Biden lavishes praises on New York Times columnist David Brooks

Joe Biden is heaping praise on New York Times columnist David Brooks, talking up what the former vice president calls the writer’s insight into American political life.

At a Manhattan fundraiser Tuesday night Biden offered a reading list to paying guests, including the 2018 book How Democracies Die by Harvard professors Steven Levitzky and Daniel Ziblatt, in which the authors paint President Trump as a de facto authoritarian.

Biden then mentioned “a conservative writer you all know of or you may know, David Brooks.”

Biden added, “I think the guy writes pretty damn well about an awful lot of things.”

Brooks made his name as a conservative polemicist and reporter, working his way up through the Wall Street Journal and as a founding editor at the Weekly Standard. His work initially focused on electoral politics and current affairs, but his focus in recent years has been morality and ethics. Brooks’ most recent book is The Second Mountain: The Quest for a Moral Life.

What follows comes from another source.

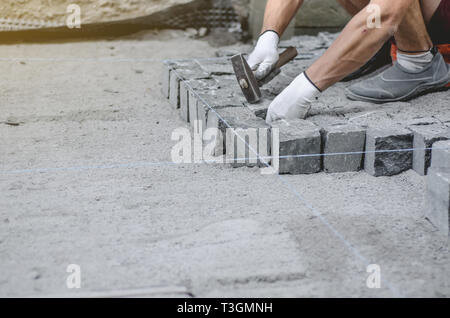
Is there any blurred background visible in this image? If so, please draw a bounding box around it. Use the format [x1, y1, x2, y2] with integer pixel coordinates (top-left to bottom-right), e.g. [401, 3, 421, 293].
[0, 0, 349, 45]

But Brooks hasn’t completely forsaken politics. When several women came forward to accuse the former vice president of inappropriate touching, Brooks took to Twitter to defend Biden.

“When I started covering politics I was struck by how often politicians made physical contact with voters and journalists. It wasn’t about sex,” Brooks wrote on Twitter. “It was about connection. Joe Biden, who emerged in that era, is one of the finest people I’ve ever covered.”

That’s a long-held sentiment for Brooks. In 2008, even before Democratic nominee-in-waiting Barack Obama chose Biden as his running mate, Brooks was effusive in his praise of the Delaware senator for three-and-a-half decades.

“Democrats in general, and Obama in particular, have trouble connecting with working-class voters, especially Catholic ones. Biden would be the bridge,” Brooks wrote in an Aug. 22 column, “Hoping It’s Biden.”